RepoCoreWeaveCoreWeavepublished Oct 17, 2022seen 6d

coreweave/gpt-det-deepseed

Python

Open original ↗

Captured source

source ↗
published Oct 17, 2022seen 6dcaptured 8hhttp 200method plain

coreweave/gpt-det-deepseed

Language: Python

Stars: 1

Forks: 0

Open issues: 0

Created: 2022-10-17T22:21:42Z

Pushed: 2023-04-10T20:25:23Z

Default branch: main

Fork: no

Archived: yes

README:

gpt-det-deepspeed

This repository is a "WIP" to enable deepspeed GPT models to run on determined.ai without the extra bells and whistles (tracking, metrics, visualization etc.).

You can still access logs and visualize all metrics via WanDB.

Pre-Requisites

  • Ensure you are connected to determined.ai master (launched via Application Catalog on CoreWeave Cloud)
  • In the configuration: gpt_neox_config/small.yml, please change your vocab_path, data_path and load/save paths. (NOTE: We are using a small GPT model but you are welcome to use any configuration for training).
  • You can track logs in the determined.ai Web UI. To get WanDB to work correctly, you have to setup an ENV VAR ("WANDB_API_KEY") or modify the function get_wandb_api_key() in deepy.py to just return your API Token.
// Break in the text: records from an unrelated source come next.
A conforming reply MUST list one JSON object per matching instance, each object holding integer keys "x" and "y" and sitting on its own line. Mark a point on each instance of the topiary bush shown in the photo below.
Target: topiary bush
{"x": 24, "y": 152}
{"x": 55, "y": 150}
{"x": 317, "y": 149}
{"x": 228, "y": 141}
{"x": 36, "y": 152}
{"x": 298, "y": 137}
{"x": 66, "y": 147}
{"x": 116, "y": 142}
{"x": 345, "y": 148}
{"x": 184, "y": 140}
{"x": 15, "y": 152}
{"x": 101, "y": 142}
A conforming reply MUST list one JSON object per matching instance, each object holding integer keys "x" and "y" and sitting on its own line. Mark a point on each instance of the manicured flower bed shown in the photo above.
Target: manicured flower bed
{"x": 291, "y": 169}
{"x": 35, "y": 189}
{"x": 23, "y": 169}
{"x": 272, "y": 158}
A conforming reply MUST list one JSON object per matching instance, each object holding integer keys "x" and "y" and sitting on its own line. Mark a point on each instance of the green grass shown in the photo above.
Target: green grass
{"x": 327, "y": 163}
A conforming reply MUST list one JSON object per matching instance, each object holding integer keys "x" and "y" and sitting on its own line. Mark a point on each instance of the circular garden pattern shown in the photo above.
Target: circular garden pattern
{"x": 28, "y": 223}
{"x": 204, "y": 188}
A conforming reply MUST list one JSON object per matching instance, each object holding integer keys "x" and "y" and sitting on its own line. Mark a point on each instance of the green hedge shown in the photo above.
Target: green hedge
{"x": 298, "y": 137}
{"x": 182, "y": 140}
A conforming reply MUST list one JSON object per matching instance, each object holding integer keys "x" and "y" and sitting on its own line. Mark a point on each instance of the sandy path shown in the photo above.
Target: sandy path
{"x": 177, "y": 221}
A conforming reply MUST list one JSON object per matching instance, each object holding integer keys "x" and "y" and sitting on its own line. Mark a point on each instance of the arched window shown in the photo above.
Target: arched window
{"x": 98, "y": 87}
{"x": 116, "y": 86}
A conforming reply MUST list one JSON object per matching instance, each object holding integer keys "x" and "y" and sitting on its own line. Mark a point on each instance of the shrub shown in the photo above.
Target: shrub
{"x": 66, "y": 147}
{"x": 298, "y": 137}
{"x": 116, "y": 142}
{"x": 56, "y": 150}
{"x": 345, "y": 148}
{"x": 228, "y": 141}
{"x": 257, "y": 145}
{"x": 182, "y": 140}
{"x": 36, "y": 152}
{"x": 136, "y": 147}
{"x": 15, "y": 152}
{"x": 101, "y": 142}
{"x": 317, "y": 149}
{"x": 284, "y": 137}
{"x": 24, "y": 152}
You will be able to visualize all training metrics directly in WanDB.
  • You should configure your hostfile path in ``train_deepspeed_launcher.py to your determined.ai mounth path. Our default mount path is shared_hostfile = "/mnt/finetune-gpt-neox/hostfile.txt"

Instructions to Run

  • git clone --recurse-submodules https://github.com/coreweave/gpt-det-deepseed.git
  • Run: ``det experiment create core_api.yml .`` from the root of the repository.